The white collar--2 (wc-2) gene in Neurospora crassa encodes the protein White Collar-2 (WC-2). WC-2 is a GATA transcription factor necessary for blue light photoreception and for regulating circadian rhythms in Neurospora. In both contexts, WC-2 binds to its non-redundant counterpart White Collar-1 (WC-1) through PAS domains to form the White Collar Complex (WCC), an active transcription factor.[1]

The WCC has two major and distinct roles in the cell. In the light, the WCC acts as a photoreceptor to mediate acute regulation of light-induced genes involved in various physiological processes such as carotenoid (type of pigment) biosynthesis and conidiation.[1] In a separate and distinct role in the dark, WCC acts as the positive element in the autoregulatory transcription-translation negative feedback loop that controls circadian rhythmic behaviors in Neurospora. In this context, WCC regulates expression of the Frequency (FRQ) gene, a light-induced clock protein.[2][3]

Discovery

In 1959, Pittendrigh et al. discovered biological rhythms in asexual spore development in Neurospora.
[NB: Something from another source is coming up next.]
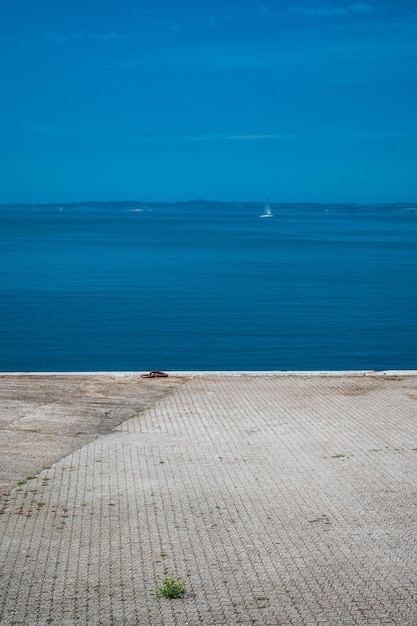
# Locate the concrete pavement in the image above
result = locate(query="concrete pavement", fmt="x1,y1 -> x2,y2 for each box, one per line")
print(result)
0,374 -> 417,626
Later experiments revealed that the intrinsic period of Neurospora was 22 hours at 25°C and was temperature compensated. The period was also found to be nutritionally compensated and pH compensated. Since then, Neurospora has become a model organism for studying circadian clocks and rhythms.[4]

WC-1 was first discovered from a wc-1 mutant that inhibited carotenoid biosynthesis in mycelia but not in conidia. Conidia produce carotenoid constitutively and don't require regulation by light, unlike mycelia which require light-induction.[5] This mutant created a phenotype in which these strains of Neurospora developed conidia with pigmentation, but with no pigmentation in the mycelium. The conidia then appeared as if it had a non-pigmented border (or white collar) of mycelia around the conidia. WC-2 was later discovered when a second mutant caused the same phenotype as mutant wc-1.[6] In 1982, Perkins et al. mapped all the gene loci of Neurospora crassa and located the wc-2 gene.[7]

Protein structure

WC-2 is a nuclear protein (56,895 Da) composed of 530 amino acids (aa).[8]
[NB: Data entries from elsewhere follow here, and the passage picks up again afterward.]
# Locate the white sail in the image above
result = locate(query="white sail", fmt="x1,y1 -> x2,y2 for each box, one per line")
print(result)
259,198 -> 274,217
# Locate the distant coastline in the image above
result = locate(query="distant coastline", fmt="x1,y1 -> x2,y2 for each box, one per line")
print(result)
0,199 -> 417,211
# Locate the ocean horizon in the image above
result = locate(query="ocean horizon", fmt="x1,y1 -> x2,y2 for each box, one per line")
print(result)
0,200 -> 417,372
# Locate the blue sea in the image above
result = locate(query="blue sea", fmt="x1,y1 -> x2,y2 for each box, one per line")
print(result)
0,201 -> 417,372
WC-2 has a GATA-family Zinc finger (ZnF) DNA-binding motif that allows the WCC to bind to promoter elements of light-induced genes such as frq. The ZnF region of WC-2 has been shown to be very similar to that of WC-1. While WC-2 and WC-1 are a 26% identity match (47.5% similarity in sequence), these regions/functional domains have even higher identity matches, ranging from 33-62%.[9] WC-2 also possesses a PAS domain that allows protein-protein interactions. WC-2 and WC-1 heterodimerize using homologous PAS domains to form the WCC in vivo.[10]

The WCC binds to different types of DNA elements. In the promoter of the frq gene, there are two regions that can be bound by the WCC: a distal region that confers circadian regulation on frq that is known as the Clock Box and a site near the transcription start site that confers light regulation, known as the Proximal Light Regulatory Region, or PLRE. Both the Clock Box and PLRE are involved in achieving maximal light induction, and the Clock Box is essential for maintaining rhythmicity in darkness.[4] Only the ZnF region of WC-2 is required for binding to the PLRE whereas the ZnF regions of both WC-1 and WC-2 are required for binding to the Clock Box.[3]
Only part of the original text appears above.